„Für wen haltet ihr mich?“

01. Okt 2023

Jesus fragt (10): Mk 8,28

Wer auf eine Frage die richtige Antwort gibt, hat vermutlich auch den Sinn der Frage verstanden. In Glaubensdingen ist das nicht selbstverständlich.

„Für wen haltet ihr mich?“

Es lohnt sich, bei der Lektüre des Markusevangeliums darauf zu achten, wie Menschen Jesus ansprechen oder titulieren. Dabei kann man merken, dass es eine eigenartige Zurückhaltung mit den Titeln „Christus“ und „Sohn Gottes“ gibt. Das verwundert, denn das Evangelium beginnt mit der Überschrift „Anfang des Evangeliums von Jesus Christus, Gottes Sohn“ (Mk 1,1). Das weckt bei uns die Erwartung, dass in diesem Buch diese Glaubenswahrheit erklärt wird. Diese Erwartung wird noch durch die Erzählung von der Taufe Jesu im ersten Kapitel verstärkt. Jesus hörte dabei eine Stimme aus dem Himmel: „Du bist mein geliebter Sohn“ (Mk 1,11). Doch diese Szene ist gleichsam wie aus einer anderen Welt. Dieser Zuspruch war für Jesu Ohren bestimmt.
Im weiteren Verlauf der Erzählung sind es dann zunächst nur Gottes Widersacher, die Dämonen, die Jesus als „der Heilige Gottes“ (Mk 1,24) oder „Sohn Gottes“ (Mk 3,11) bezeichnen. Eigenartig; warum sprachen gerade sie die Wahrheit aus, die von den Menschen noch nicht erkannt wurde? Jesus verbot ihnen, so über ihn zu sprechen. Wollte er denn nicht als Sohn Gottes erkannt werden?
Er schien sich wohler mit den Anrede „Meister“ zu fühlen, die seine Jünger und andere Leute für ihn verwendeten. Wenn er von sich selbst sprach, bevorzugte er aber den Ausdruck „Menschensohn“.
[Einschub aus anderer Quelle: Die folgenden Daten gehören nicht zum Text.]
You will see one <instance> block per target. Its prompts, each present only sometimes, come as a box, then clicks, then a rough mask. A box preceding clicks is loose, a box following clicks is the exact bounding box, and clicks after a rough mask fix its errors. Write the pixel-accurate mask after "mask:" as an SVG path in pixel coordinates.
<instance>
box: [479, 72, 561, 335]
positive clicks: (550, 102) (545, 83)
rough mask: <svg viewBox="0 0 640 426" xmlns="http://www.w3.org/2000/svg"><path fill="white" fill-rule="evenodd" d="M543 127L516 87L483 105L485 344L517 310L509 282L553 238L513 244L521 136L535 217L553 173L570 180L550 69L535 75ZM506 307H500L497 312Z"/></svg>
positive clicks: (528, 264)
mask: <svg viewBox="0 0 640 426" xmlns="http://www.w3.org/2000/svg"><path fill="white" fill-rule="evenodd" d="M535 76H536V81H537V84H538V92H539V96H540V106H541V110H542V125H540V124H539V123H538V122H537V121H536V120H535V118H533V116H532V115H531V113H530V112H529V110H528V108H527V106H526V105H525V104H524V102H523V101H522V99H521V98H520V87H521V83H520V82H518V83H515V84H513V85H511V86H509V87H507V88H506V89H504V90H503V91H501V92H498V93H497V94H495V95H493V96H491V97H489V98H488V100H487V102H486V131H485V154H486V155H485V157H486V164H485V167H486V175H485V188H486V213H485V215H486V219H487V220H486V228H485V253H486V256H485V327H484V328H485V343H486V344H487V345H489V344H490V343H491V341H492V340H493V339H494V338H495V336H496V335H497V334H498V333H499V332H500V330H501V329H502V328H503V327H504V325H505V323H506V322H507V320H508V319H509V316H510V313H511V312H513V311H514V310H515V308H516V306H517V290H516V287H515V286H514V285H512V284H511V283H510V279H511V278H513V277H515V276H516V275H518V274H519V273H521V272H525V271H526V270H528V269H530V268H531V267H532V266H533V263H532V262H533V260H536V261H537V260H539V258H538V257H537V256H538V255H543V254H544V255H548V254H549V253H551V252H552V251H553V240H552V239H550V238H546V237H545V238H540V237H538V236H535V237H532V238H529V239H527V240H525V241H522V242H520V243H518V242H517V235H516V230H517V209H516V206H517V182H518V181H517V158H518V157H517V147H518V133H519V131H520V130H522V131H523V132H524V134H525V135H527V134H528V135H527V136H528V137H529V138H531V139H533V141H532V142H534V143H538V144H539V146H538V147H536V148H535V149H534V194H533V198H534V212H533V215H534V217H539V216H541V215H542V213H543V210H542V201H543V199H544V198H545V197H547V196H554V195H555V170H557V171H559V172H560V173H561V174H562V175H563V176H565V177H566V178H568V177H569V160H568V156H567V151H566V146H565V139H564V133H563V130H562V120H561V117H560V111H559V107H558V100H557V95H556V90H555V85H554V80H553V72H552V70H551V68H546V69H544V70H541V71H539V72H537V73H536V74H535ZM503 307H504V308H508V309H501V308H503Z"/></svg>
Im achten Kapitel wird dann erzählt, wie Jesus seine Jünger darüber befragte, für wen ihn die Menschen eigentlich hielten. Sie berichteten, was sie gehört hatten: „Einige für Johannes den Täufer, andere für Elija, wieder andere für sonst einen von den Propheten“ (Mk 8,28). Jesus ließ das unkommentiert stehen, richtete die Frage dann aber ganz persönlich an seine Jünger: „Ihr aber, für wen haltet ihr mich?“ (Mk 8,29). Es war Simon Petrus, der gleich eine Antwort gab: „Du bist der Christus!“. Es war die richtige Antwort, er sagte genau das, was auch wir im Credo immer wieder bekennen und was zuvor in der Überschrift des Buches über Jesus gesagt wurde. Doch auch Petrus verbot Jesus, so über ihn zu sprechen. Kurz darauf durften Petrus und zwei andere Jünger Jesus mit ganz anderen Augen sehen. Auf dem Berg sahen sie ihn im Licht seiner himmlischen Herrlichkeit. Und wieder war eine Stimme aus dem Himmel zu hören: „Dies ist mein geliebter Sohn, auf ihn sollt ihr hören.“ (Mk 9,7). Beim Abstieg vom Berg verbot Jesus den Jüngern, anderen von ihrem Erlebnis zu erzählen.

Über diese Verbote haben Bibelwissenschaftler viel diskutiert. Warum wollte Jesus nicht, dass seine göttliche Herkunft bekannt würde? Der Titel, den Jesus für sich selbst gebrauchte, gibt uns den entscheidenden Hinweis. Er wollte als „Menschensohn“ erkannt werden. Menschliches Leben besteht nicht nur aus Erfolgen, aus Glanz und Gloria. Zum Menschsein gehören Leiden und Sterben, so sehr wir das auch aus dem Bewusstsein zu verdrängen suchen. Als Jesus nach dem Messiasbekenntnis des Petrus offen davon sprach, dass auf ihn selbst Leiden und Sterben warteten, wurde er von Petrus heftig kritisiert. Doch Jesus wies ihn öffentlich zurecht: „Tritt hinter mich, du Satan! Du hast nicht das im Sinn, was Gott will, sondern was die Menschen wollen.“ (Mk 8,33).

Jesus ist der Messias, der Erlöser. Er macht auch einige Kranke gesund. Aber er schafft das Leiden und den Tod nicht aus der Welt. Er geht ihm auch selbst nicht aus dem Weg, sondern nimmt das Leiden auf sich, ohne an Gottes Liebe zu zweifeln. Er will, dass wir wie er selbst Ja zu Gottes Willen sagen, obwohl das unseren eigenen Wünschen oft grundlegend widerspricht. Das Licht der göttlichen Herrlichkeit zeigt sich dann in der dunkelsten Stunde, als Jesus am Kreuz hängt und stirbt. Ein römischer Hauptmann, der ihn sterben sieht, hat die intuitive Erkenntnis: „Wahrhaftig, dieser Mensch war Gottes Sohn.“ (Mk 15,39). Jetzt erst wird klar, was der Titel des Buches uns sagen wollte: „Evangelium von Jesus dem Christus: Gottes Sohn“ (Mk 1,1). Die ersten Christen erkannten: „Sein Leben war das eines Menschen, er erniedrigte sich und war gehorsam bis zum Tod, bis zum Tod zum Kreuz. Darum hat ihn Gott über alle erhöht ...damit jeder Mund bekennt: Jesus Christus ist der Herr…“ (Phil 2,7-11).